Now you have a scenario where the 3rd party software may bail because
it will not find active_record. Yes, it is partly the fault of that
3rd party gem. The user ends up either installing the gem manually
into their application and maintaining it themselves, or just moves to
gems all together and uses latest versions.

On the other hand, people writing rubygems stopped doing things like,

  require 'foo1'
  require 'foo2'
  require 'foo3'

for version 1.x, 2.x and 3.x. They do,

  gem 'foo', '~> 1.0'
  require 'foo'

  gem 'foo', '~> 2.0'
  require 'foo'

  gem 'foo', '~> 3.0'
  require 'foo'

As ruby software becomes more mature (ie. ages), there will be times
when the above software may work with 'foo' 2.x branch only for quite some
time after 3.x is released. In Debian, this means we will not be able
to support transitions of user software as we will have iehter foo 2.x
or foo 3.x installed.

Finally, rubygems has become a defacto standard of distributing ruby
software. For many developers, the .tar.gz is going away completely in
ruby. I think if 3rd party software wants to pull in libfoo gem, it
should first attempt to use the Debian package instead of a 3rd party

> If the Ruby community can't fix its own mess, maybe we should consider
> reducing the number of Ruby things that we package. If we can't package
> Rails in a satisfactory way, let's just drop the package. Maybe, then,
> more people will complain about not having a rails package in Debian,
> and we will be able to explain our POV. It still better than having
> people complain about the state of the rubygems package.
> Note that there's also a large amount of mess around the interpreter
> itself: we currently have two development branches (1.8.x and 1.9.x).
> New changes are regularly introduced in 1.8, breaking things, and
> there's no real transition plan between 1.8 and 1.9 AFAIK.

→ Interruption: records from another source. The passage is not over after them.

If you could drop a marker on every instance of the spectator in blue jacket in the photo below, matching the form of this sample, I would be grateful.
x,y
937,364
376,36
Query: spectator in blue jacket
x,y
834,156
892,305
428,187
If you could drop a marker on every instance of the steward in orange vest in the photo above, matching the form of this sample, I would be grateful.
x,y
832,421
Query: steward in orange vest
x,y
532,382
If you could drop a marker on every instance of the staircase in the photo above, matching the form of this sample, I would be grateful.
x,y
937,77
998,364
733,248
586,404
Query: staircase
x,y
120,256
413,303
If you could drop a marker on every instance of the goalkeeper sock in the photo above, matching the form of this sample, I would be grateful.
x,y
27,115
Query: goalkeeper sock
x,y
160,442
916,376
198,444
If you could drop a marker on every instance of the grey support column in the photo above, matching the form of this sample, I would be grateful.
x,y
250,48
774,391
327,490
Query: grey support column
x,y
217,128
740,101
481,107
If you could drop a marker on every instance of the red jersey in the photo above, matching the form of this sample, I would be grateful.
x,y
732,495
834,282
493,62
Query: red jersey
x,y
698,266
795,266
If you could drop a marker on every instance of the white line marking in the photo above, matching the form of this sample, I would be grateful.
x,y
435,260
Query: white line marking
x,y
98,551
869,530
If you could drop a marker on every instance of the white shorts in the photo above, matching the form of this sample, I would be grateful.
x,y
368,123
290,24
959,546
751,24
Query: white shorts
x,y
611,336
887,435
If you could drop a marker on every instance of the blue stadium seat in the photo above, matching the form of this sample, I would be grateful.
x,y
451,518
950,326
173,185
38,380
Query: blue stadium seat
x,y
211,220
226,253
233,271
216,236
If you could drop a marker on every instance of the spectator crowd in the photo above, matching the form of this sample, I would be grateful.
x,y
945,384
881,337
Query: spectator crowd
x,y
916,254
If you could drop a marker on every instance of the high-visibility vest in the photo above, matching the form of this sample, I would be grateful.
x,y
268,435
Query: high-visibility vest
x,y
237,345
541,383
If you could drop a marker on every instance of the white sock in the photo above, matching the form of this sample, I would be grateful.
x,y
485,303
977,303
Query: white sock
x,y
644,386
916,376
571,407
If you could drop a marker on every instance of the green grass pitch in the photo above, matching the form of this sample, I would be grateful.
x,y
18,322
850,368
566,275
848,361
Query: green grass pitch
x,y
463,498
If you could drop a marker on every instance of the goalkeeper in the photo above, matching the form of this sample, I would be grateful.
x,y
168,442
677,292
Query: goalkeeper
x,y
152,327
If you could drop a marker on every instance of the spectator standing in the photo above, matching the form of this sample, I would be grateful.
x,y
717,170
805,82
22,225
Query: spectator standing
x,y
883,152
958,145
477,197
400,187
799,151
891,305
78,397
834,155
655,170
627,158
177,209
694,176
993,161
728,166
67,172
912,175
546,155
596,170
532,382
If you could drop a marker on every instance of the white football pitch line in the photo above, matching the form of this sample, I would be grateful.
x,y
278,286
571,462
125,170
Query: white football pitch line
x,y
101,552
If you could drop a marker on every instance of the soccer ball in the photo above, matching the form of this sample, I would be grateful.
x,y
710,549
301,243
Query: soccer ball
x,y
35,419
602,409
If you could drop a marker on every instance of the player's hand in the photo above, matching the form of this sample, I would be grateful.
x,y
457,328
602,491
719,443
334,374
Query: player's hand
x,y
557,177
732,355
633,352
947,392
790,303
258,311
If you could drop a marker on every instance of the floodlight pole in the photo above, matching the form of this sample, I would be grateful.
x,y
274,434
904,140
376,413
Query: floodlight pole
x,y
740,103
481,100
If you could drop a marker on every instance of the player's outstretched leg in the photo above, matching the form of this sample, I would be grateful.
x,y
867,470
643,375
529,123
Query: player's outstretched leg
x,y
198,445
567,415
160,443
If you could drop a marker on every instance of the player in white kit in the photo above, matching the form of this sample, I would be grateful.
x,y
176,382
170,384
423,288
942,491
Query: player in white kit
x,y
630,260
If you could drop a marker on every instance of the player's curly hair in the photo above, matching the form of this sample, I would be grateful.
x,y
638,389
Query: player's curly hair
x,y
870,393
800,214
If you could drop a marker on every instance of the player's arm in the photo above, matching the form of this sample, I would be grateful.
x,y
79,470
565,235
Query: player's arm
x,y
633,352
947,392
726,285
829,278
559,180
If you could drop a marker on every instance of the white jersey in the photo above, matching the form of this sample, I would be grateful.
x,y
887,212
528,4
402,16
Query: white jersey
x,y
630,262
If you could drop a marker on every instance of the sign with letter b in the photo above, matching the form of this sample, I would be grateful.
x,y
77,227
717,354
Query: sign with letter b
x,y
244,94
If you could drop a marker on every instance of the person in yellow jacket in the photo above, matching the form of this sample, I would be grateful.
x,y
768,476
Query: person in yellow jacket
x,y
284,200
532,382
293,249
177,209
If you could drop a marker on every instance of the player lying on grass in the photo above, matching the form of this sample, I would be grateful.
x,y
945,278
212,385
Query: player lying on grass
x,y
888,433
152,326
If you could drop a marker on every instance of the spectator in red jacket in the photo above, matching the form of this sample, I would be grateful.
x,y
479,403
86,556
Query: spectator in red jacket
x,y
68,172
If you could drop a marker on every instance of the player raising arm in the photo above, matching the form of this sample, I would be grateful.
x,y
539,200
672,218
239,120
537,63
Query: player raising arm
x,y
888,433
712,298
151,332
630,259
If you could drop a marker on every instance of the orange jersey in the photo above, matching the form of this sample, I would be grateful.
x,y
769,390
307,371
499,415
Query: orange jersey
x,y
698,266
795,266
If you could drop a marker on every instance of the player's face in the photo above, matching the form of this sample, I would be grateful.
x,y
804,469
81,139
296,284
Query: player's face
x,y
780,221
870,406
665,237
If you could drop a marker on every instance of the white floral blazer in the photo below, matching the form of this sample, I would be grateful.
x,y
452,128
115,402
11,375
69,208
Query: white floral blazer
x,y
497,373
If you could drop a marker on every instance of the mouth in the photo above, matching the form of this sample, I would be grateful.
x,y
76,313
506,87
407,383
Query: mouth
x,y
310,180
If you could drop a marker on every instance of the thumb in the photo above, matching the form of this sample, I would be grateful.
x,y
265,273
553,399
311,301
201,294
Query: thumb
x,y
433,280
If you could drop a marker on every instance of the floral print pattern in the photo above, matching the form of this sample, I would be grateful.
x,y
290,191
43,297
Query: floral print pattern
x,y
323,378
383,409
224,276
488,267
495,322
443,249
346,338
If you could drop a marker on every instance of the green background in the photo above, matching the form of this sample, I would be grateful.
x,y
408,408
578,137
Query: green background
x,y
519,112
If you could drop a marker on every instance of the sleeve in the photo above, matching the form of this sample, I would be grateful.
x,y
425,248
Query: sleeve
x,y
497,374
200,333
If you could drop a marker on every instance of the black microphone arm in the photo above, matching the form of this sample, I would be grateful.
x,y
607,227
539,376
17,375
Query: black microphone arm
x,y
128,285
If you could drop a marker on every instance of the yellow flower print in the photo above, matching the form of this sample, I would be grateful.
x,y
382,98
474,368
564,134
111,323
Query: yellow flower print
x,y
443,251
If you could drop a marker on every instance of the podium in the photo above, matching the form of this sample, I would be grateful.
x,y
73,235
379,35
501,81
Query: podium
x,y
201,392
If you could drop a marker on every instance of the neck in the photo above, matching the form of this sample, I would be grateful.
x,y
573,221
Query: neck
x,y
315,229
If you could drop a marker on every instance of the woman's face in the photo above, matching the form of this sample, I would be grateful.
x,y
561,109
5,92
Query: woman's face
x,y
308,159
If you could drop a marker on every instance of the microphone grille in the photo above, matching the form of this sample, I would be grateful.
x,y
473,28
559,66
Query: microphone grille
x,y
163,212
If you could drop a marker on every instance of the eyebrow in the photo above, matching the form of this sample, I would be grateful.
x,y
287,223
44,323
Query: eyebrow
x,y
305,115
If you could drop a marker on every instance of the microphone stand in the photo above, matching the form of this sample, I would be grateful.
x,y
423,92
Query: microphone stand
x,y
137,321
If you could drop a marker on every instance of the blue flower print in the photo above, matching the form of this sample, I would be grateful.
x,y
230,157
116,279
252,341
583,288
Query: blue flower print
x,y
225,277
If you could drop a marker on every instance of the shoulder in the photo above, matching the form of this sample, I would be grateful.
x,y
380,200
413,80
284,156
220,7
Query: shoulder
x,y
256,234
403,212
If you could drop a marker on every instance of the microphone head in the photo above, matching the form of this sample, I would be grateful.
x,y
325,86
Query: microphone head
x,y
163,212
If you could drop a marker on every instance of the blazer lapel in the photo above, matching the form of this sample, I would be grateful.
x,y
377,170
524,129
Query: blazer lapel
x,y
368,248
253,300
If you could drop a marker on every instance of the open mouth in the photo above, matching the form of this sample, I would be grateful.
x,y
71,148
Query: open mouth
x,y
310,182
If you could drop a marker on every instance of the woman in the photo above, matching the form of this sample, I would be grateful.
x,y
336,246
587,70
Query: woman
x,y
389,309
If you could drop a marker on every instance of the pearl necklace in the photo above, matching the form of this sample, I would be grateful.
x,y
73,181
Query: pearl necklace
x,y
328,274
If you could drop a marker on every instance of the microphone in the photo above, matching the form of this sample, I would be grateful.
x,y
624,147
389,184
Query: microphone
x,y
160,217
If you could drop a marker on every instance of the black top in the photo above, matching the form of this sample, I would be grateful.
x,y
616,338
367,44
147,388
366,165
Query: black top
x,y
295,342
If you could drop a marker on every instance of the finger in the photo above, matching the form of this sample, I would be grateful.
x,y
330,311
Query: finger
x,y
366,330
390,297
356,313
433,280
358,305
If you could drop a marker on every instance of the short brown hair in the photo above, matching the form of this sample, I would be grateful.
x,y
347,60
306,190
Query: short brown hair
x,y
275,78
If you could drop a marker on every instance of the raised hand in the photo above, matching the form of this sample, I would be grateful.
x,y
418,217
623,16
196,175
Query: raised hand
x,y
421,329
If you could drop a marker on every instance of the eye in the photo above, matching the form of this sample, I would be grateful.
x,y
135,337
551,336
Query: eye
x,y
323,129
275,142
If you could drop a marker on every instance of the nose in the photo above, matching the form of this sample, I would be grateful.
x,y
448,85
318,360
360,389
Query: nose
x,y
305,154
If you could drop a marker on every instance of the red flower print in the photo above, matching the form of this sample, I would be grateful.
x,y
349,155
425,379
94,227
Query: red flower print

Yes, ruby is a pain this way. I've seen posts (outside Debian) where
apps need at least 1.8.3 but not 1.8.4 but 1.8.5+ works again :) And
how about the 1.9.0 vs. 1.9.1! :)


PS. No blame or faults. But if we try to keep with the perfect
scenario, it will become more difficult to package ruby
applications. And we will be unable to provide transitions (without
changing library names, which is the rougher end of the stick).